生活と作品の間の距離について (夏目漱石を中心に)





 夏目漱石は、その代表作ではもっぱら三角関係を題材にしている。よくある批評では、結婚していた漱石自体が近くの誰それに恋をしていたとか(大塚楠緒子)いう事が取りざたされるが、そんな事は大した事ではないし、むしろそういう事を取り上げる事によって作品の価値を貶めるか、作品を間違って見てしまうと思う。

 もう一度、現実とフィクションの関係を整理しよう。我々は傑作を書いた作者を、精神異常や、現実にこんな事があった、あんな事があったと関係付ける。そしてそれを安易にやる。そしてそれは玄人的な見方をする人ほど、そういう見方に陥りやすい。そしてそこには先に言ったように、小説というものと人生というものがある程度似ている為に起こる誤解がある。

 しかし答えは逆である。僕は中学生の頃、一つの事がずっと疑問だった。つまり、「どうして現実世界はこんなに退屈なのに、書物の世界はこんなにおもしろいのだろう?」と。しかし、今になると、僕の答えはその問いに対して、逆さまに答える。答えはこうだ。「優れた作品を書いた作者は全て、現実というものをあまりに退屈だと感じていたからこそ、あのような優れた作品を書いたのだ」 もちろん、優れた作家が皆、現実を退屈に思っていた、感じていたとは限らないだろう。…しかし、ではどうして彼らはああいう作品を書いたのか?という事は、我々凡人にとっては謎となって残る。現実が楽しければ、そこに充足していれば十分ではないか。わざわざ骨折ってフィクションを作る必要はないだろう。

 我々は、夏目漱石の「こころ」を知っている。

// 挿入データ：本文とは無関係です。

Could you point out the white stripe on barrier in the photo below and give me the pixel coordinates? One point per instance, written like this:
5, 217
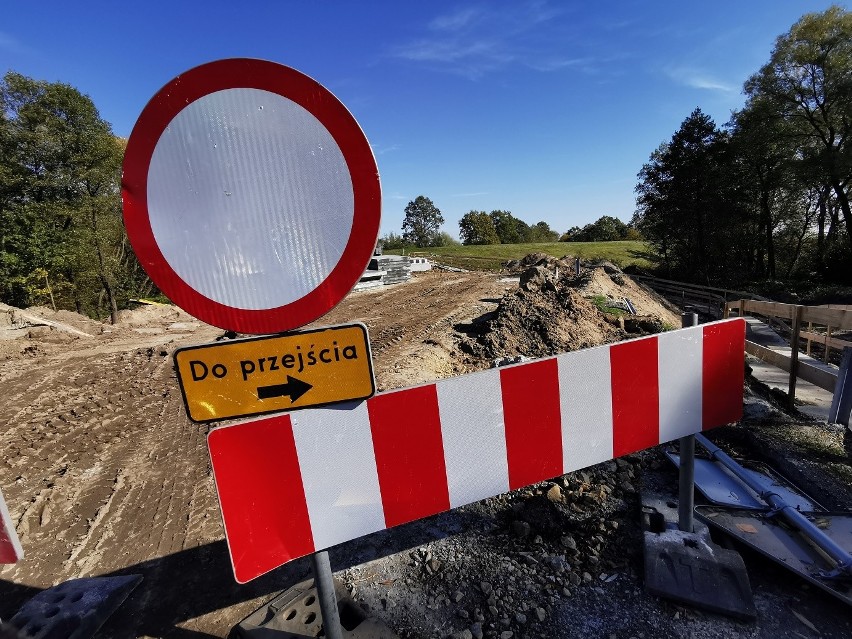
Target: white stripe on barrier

ドストエフスキーの「罪と罰」を知っている。太宰の「人間失格」を知っている。すると、作品から作者の生活が見えてくる。そんな気がしてくる。「こころ」に漱石の私生活の影がちらり、「罪と罰」に、「人間失格」の中に、作者の私生活の影がちらりと見える。あるいは逆に、彼らの私生活に作品の影が見える。夏目漱石は大塚楠緒子に恋をしていた。『だから』三角関係の小説を書いたのだ。だが、ちょっと待って欲しい。僕のような愚人は、この『だから』という接続詞をそう簡単に書いてもらいたくないと思う。もっと言うと、僕はこの二十九年の人生を、この『だから』の接続詞の空間の中、彷徨ってきた。馬鹿だと思われるかもしれないが、それは僕にとってずっと謎だったのである。

 こういう場合、我々は常に、物事を逆に見ている。作品というフィルターをくぐって、そこに作者の私生活を見ている。そしてそこに、自分達の予期していたもの…つまり、作品に似た作者の私生活を発見する。そしてそこで『思った通りだ』と独語する。しかし、それは間違いだ。僕はそう思う。作者は正に、我々と同じ現実を生きた。ドストエフスキーも漱石も、我々と同じような泥沼の、よくわからない、もこもことした現実を生きた。彼らはその泥沼から立ち上がり、なんとか必死であのような作品を書いたのだ。しかし、我々は作品を通じて彼らの生活、彼らの現実を見る。すると、彼らの生涯や、彼らの私生活は綺麗に整理された、我々の生とは違う立派なものに見える。しかし、それはそうではない。この点は再三指摘したいが、彼らは我々と同じ生を生きたのだ。彼らは、我々の卑近な日常生活と全く同系の日常生活を生きたのだ。そしてその泥沼から、あのような秩序だった作品を作り上げたからこそ、彼らは偉大なのだ。我々は通常、批評と解釈を通じて、知らず知らずのうちに作者を自分達と同じ次元に貶めている。しかし、それは間違っている。もしそうであれば、彼らがあのような作品を残す事は不可能だっただろう。漱石の作品に、大塚に対する生な感情が捨象できていなければ、漱石の作品はあのような偉大な作品になれなかったに違いない。僕がほとんどの批評に対して感じる不満というのは、このそもそもの前提を認識する事を批評家らが拒否している事にある。特に、現代の傍観者的な読者はすぐにわかった顔で色々な事を言う。しかし、答えは全く逆なのだ。僕はそう思う。作品が先にあって、生活が後にあるのではない。生活という泥沼から彼らはあのような作品を作ったのだ。『だから』彼らは偉大なのだ。

 我々は、我々がそれを持たない為に、生活と作品をすぐに密着させて考えたがるが、偉大なアーティストであればあるほど、この距離は膨大になる。そしてそれは漱石やドストエフスキーになれば、あまりにも巨大な差となってしまう。ここで、半端な解釈者が出てきて、漱石やドストエフスキーの中から卑近な日常の些事を取り出し、彼らを「親しみやすい」ものにしてくれる。これは僕ら凡人にはありがたいしかけである。しかし、僕はそれを拒否する。僕はどこまでいっても凡人だが、しかし理想を持って自分の人生を生きたいから。そして漱石もドストエフスキーも、自らの理想を持って自分の人生を生きた。大切なのは理想の方だ。理想は人生を照らしだすだろう。すると人生は、それまで我々に知られなかった輝かしい一断面を示すだろう。おそらくはそれが、彼らの作品の意味に違いない。